In a move to adjust to the dynamic needs of its modern operational environment, the Air Force Research Laboratory recently formed a new “one-stop shop” to coalesce all of the partnership activities previously spread across varying areas in its vast organization.
The new Strategic Partnering Directorate — or AFRL/SP — combines some elements of the lab’s current Small Business Directorate and all parts of its Plans and Programs Directorate – Partnering Division, or XPP, into one fresh unit.
This new hub is not meant to replace any of those existing components, according to AFRL Small Business Director Brian McJilton. Instead, AFRL/SP is designed to streamline processes and enable a more integrated approach to collaboration, he said, so that the lab can “partner at the speed of need” to further accelerate the military’s deployments of emerging and critical technologies.
“The AFRL Strategic Partnering Directorate will ultimately eliminate ambiguity of where to get answers regarding partnership activities and strengthen partnerships across the enterprise,” McJilton told DefenseScoop.
“This new office is specifically built to focus on leveraging partnerships in new and innovative ways to meet AFRL’s mission,” he added — noting that it is unique in that it will “support the partnership needs of two services: the U.S. Air Force and U.S. Space Force.”
With a staff of more than 11,500, AFRL develops and refines next-generation technologies to support service members in air, space and cyberspace.
The lab’s new SP Directorate is a product of the Air Force’s Science and Technology Strategy, McJilton noted, and it is also fused with Secretary Frank Kendall’s top operational imperatives, the immediate priorities that must be confronted to prepare the force for future, more tech-driven fights.
“As the Department of the Air Force shifts focus toward addressing the Secretary of the Air Force operational imperatives and addresses the increased pacing threat from our adversaries, there is an increased need to amplify current and future partnerships to accelerate and better leverage science and technology activities within our enterprise,” he told DefenseScoop.
Officials at AFRL recognize that a majority of its more than 2,250 active collaborations are driven at the subject matter expert level and are focused on accomplishing localized lab missions — at the individual level. So, McJilton said, the goal of the newly established directorate is to “capture and scale best practice activities in a single organization to best enable strategic partnerships across the AFRL enterprise.”
It’s also meant to help unify seemingly isolated research needs with broader technological focus areas.
McJilton noted that before this recent restructure, a formerly separate branch under XPP managed domestic partnering, while a different branch under AFRL’s same Plans and Programs functional directorate previously managed international agreements for the lab. Both groups now operate under the new Strategic Partnering Directorate.
“One SP directorate unifies all partnership activities — international and domestic — under one umbrella for an enterprisewide assessment. This will enable AFRL to closely link its partnership portfolio with [the department’s] needs and address the operational imperatives,” McJilton said.
Lab officials engaged with the Air Force Manpower and Personnel Directorate on their organizational change request, after receiving approval from Air Force Materiel Command.

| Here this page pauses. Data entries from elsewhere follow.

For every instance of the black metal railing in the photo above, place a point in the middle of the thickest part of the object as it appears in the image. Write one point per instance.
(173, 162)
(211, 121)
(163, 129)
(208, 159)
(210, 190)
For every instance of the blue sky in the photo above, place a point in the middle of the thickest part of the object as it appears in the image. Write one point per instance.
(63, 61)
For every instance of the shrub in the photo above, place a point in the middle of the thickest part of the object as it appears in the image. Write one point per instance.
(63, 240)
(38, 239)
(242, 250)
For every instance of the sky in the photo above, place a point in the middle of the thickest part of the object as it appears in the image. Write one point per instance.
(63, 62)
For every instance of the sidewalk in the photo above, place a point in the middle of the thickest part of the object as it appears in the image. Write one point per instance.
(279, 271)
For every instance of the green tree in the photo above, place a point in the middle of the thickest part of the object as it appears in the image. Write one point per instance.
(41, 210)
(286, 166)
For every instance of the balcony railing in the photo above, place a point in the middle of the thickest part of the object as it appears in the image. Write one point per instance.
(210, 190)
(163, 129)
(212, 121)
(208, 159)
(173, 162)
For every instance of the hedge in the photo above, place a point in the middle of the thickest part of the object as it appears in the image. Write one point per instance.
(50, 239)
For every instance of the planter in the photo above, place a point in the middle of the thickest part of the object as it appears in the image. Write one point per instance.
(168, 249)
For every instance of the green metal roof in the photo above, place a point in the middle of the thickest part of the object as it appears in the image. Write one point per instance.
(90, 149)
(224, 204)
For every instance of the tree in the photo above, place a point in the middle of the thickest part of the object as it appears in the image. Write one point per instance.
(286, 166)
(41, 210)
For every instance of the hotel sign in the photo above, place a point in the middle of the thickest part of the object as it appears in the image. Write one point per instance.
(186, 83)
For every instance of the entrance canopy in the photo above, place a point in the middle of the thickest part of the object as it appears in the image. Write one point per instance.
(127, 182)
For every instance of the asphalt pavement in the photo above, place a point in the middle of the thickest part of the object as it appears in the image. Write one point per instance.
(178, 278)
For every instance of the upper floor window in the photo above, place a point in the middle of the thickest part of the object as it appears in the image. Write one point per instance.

That action officially created the all-in-one headquarters functional directorate for AFRL partnerships.
“The realignment was approved Dec. 22, 2022, at the Secretary of the Air Force level. Since that time, the Strategic Partnering Directorate has been working collectively as one organization — a one-stop shop for partnerships,” he confirmed.
Personnel actions are currently ongoing, and AFRL’s job application for a director to lead the SP hub closed on Friday, Feb. 24.
“Expanding AFRL’s scientific presence in innovation hotspots, leveraging research through academic and industry partnerships, creating a more visible Air Force science and technology front door, and strengthening academic, industry and other government agency partnerships both domestically and internationally are key activities of this new organization,” McJilton said.